Quel scénario haussier pour les actions ? 

Un recul ordonné de l’inflation vers l’objectif de 2 % qui permettrait aux banques centrales de baisser significativement les taux d’intérêt. Le ralentissement de la croissance est contenu, le marché du travail se stabilise et les bénéfices des entreprises surprennent à la hausse. Dans un tel scénario, nous pourrions assister à une hausse des multiples de valorisation étant donné la baisse du coût du capital. De toute évidence, un apaisement des tensions géopolitiques contribuerait aussi à rehausser la confiance générale des investisseurs.

Le scénario baissier pourrait être déclenché par un choc géopolitique comme une escalade de la guerre au Moyen-Orient conduisant à une envolée des prix de l’énergie et de l’inflation, ce qui pourrait entraîner une baisse des profits et éventuellement une récession. Nous remarquons également que la situation en mer de Chine est très tendue et qu’un conflit armé pourrait être dévastateur pour l’économie mondiale.

Il existe également un scénario dans lequel la compression des marges mentionnée ci-dessus est si forte que les entreprises commencent à réduire drastiquement leurs effectifs. Cela se produit généralement à la fin d’un cycle économique. Une hausse du chômage pourrait nuire considérablement à l’activité alors que les dépenses de consommation représentent environ 2/3e du PIB et pourraient conduire à une récession marquée. Dans ces épisodes récessifs, les marchés actions chutent généralement entre 20 % et 30 %.

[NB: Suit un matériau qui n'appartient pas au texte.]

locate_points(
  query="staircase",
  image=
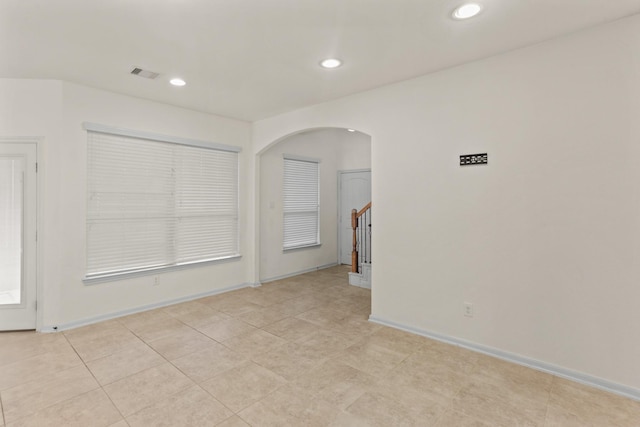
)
(361, 254)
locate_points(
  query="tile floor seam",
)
(94, 377)
(442, 393)
(4, 421)
(546, 411)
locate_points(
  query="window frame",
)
(174, 263)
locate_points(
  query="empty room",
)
(319, 213)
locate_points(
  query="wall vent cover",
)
(144, 73)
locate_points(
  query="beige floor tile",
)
(325, 343)
(370, 358)
(28, 398)
(453, 359)
(289, 361)
(292, 329)
(17, 346)
(205, 364)
(36, 367)
(510, 374)
(346, 419)
(508, 388)
(315, 334)
(264, 298)
(335, 383)
(181, 344)
(456, 419)
(136, 392)
(323, 316)
(184, 308)
(263, 317)
(240, 387)
(254, 343)
(104, 343)
(439, 382)
(93, 329)
(145, 318)
(355, 325)
(589, 404)
(289, 406)
(128, 361)
(90, 409)
(225, 329)
(233, 305)
(496, 411)
(397, 340)
(160, 328)
(201, 316)
(187, 408)
(234, 421)
(379, 410)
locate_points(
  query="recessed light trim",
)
(177, 81)
(466, 11)
(330, 63)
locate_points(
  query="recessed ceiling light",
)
(467, 11)
(331, 63)
(177, 82)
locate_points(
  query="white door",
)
(17, 236)
(355, 193)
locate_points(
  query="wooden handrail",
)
(363, 210)
(355, 216)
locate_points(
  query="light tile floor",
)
(297, 352)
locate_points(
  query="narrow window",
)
(301, 210)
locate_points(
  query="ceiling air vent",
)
(144, 73)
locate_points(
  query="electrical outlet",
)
(468, 309)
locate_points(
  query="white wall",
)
(545, 239)
(56, 111)
(337, 150)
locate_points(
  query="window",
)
(158, 202)
(301, 202)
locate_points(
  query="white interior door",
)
(355, 192)
(17, 236)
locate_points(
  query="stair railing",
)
(361, 224)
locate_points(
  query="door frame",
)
(339, 193)
(37, 141)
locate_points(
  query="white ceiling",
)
(251, 59)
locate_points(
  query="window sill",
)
(298, 248)
(111, 277)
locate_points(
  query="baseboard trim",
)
(297, 273)
(121, 313)
(558, 371)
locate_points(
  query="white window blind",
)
(301, 203)
(155, 204)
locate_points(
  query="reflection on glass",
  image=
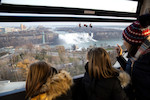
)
(111, 5)
(63, 45)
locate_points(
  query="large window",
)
(63, 45)
(111, 5)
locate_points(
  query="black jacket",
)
(140, 76)
(103, 89)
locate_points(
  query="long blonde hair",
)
(37, 76)
(100, 65)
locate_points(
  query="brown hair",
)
(37, 76)
(100, 65)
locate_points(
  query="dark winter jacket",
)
(105, 89)
(140, 76)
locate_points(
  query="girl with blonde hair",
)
(102, 81)
(44, 83)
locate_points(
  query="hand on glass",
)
(119, 50)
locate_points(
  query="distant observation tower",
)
(43, 37)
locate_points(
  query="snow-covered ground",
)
(7, 87)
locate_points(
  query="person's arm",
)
(120, 58)
(117, 92)
(122, 62)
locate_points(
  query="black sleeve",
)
(122, 62)
(118, 92)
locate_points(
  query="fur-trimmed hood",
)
(124, 79)
(55, 86)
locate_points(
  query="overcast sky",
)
(113, 5)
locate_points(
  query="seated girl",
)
(44, 83)
(101, 81)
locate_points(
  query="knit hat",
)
(135, 34)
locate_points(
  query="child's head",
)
(37, 76)
(100, 64)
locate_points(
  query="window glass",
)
(63, 45)
(111, 5)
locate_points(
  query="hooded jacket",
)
(54, 87)
(106, 88)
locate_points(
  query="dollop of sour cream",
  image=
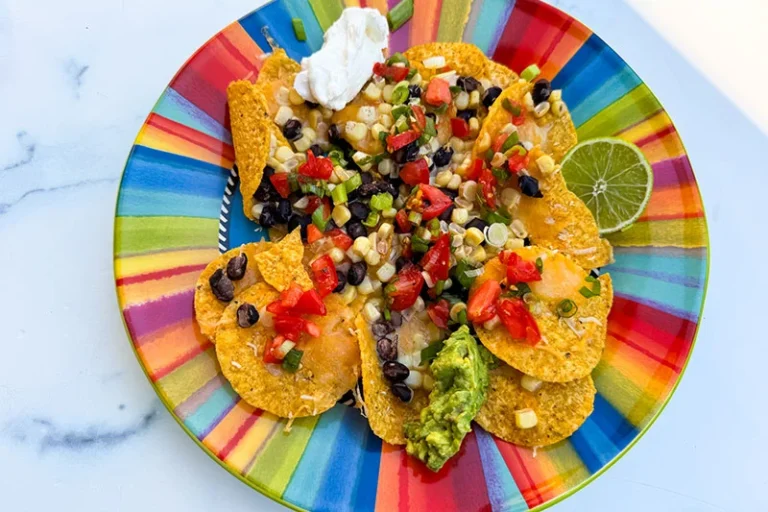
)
(334, 75)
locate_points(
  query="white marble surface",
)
(80, 427)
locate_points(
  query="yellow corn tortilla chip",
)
(562, 355)
(559, 220)
(281, 264)
(251, 136)
(386, 413)
(208, 309)
(329, 368)
(561, 408)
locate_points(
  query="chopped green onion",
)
(353, 182)
(318, 218)
(398, 58)
(431, 351)
(509, 107)
(381, 202)
(298, 29)
(400, 93)
(530, 72)
(339, 195)
(292, 360)
(567, 308)
(513, 139)
(399, 14)
(371, 220)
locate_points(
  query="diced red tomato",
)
(439, 313)
(520, 270)
(310, 303)
(405, 288)
(474, 171)
(395, 142)
(281, 184)
(438, 92)
(340, 239)
(487, 183)
(402, 221)
(320, 168)
(517, 162)
(271, 355)
(421, 119)
(438, 202)
(437, 259)
(313, 233)
(324, 275)
(482, 302)
(518, 320)
(396, 73)
(416, 172)
(459, 127)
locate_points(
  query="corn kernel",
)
(361, 245)
(355, 131)
(474, 98)
(473, 237)
(340, 215)
(546, 164)
(372, 92)
(526, 418)
(284, 114)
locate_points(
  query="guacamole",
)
(461, 381)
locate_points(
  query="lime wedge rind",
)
(618, 165)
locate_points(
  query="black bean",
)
(541, 91)
(283, 211)
(468, 83)
(298, 220)
(490, 95)
(236, 267)
(356, 230)
(358, 210)
(268, 217)
(342, 277)
(446, 215)
(467, 114)
(247, 315)
(357, 273)
(381, 329)
(266, 191)
(443, 156)
(394, 371)
(221, 286)
(387, 348)
(529, 186)
(402, 392)
(477, 223)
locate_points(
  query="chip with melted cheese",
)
(570, 348)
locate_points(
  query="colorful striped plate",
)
(178, 207)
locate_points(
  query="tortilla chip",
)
(562, 355)
(560, 408)
(251, 136)
(559, 220)
(281, 264)
(208, 309)
(330, 365)
(386, 413)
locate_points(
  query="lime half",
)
(612, 177)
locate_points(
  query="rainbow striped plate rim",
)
(178, 207)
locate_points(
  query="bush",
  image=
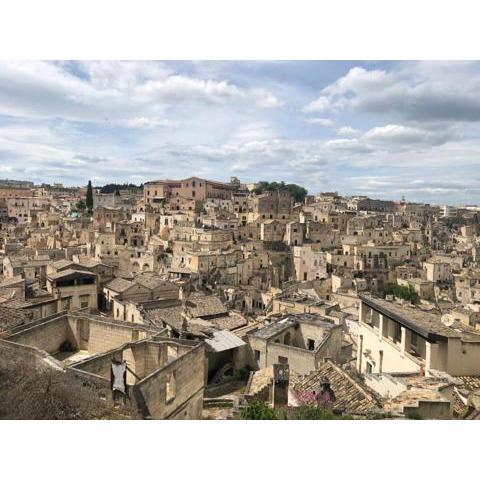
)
(407, 293)
(257, 410)
(67, 346)
(32, 393)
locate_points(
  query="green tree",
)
(297, 192)
(89, 199)
(257, 410)
(399, 291)
(80, 206)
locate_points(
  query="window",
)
(171, 388)
(413, 340)
(398, 332)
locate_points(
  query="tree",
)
(257, 410)
(399, 291)
(33, 392)
(80, 205)
(89, 199)
(297, 192)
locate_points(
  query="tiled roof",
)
(119, 285)
(470, 382)
(351, 396)
(12, 317)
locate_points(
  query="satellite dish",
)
(448, 320)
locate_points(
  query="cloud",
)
(152, 122)
(401, 135)
(414, 93)
(324, 122)
(321, 104)
(348, 132)
(94, 91)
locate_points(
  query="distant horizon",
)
(138, 185)
(383, 129)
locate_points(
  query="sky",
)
(381, 129)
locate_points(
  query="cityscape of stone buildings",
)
(192, 298)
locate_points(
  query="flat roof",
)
(426, 324)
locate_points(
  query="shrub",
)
(257, 410)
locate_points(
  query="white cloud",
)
(416, 92)
(348, 132)
(114, 90)
(321, 104)
(398, 135)
(324, 122)
(149, 122)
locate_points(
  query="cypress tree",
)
(89, 199)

« Boucle d’or », scénario irréaliste en 2024

Pour les raisons mentionnées précédemment, nos perspectives restent prudentes pour 2024 — alors que nous estimons que le marché intègre actuellement un scénario irréaliste à la « Boucle d’or ». Nous maintenons une stratégie équilibrée combinant la recherche de valeurs de croissance premium avec des poches de stratégie Value (énergie, et certaines valeurs financières et technologiques).

Au sein de la catégorie des valeurs de croissance premium, nous surpondérons la santé, les soins personnels et les produits de luxe, secteurs dans lesquels nous détenons des valeurs bénéficiant de solides moteurs de croissance structurelle et qui ne sont pas correctement évaluées par le marché, selon nous, aux cours actuels. Au niveau géographique, nous préférons l’Europe et le Japon aux Etats-Unis au vu des niveaux de valorisation.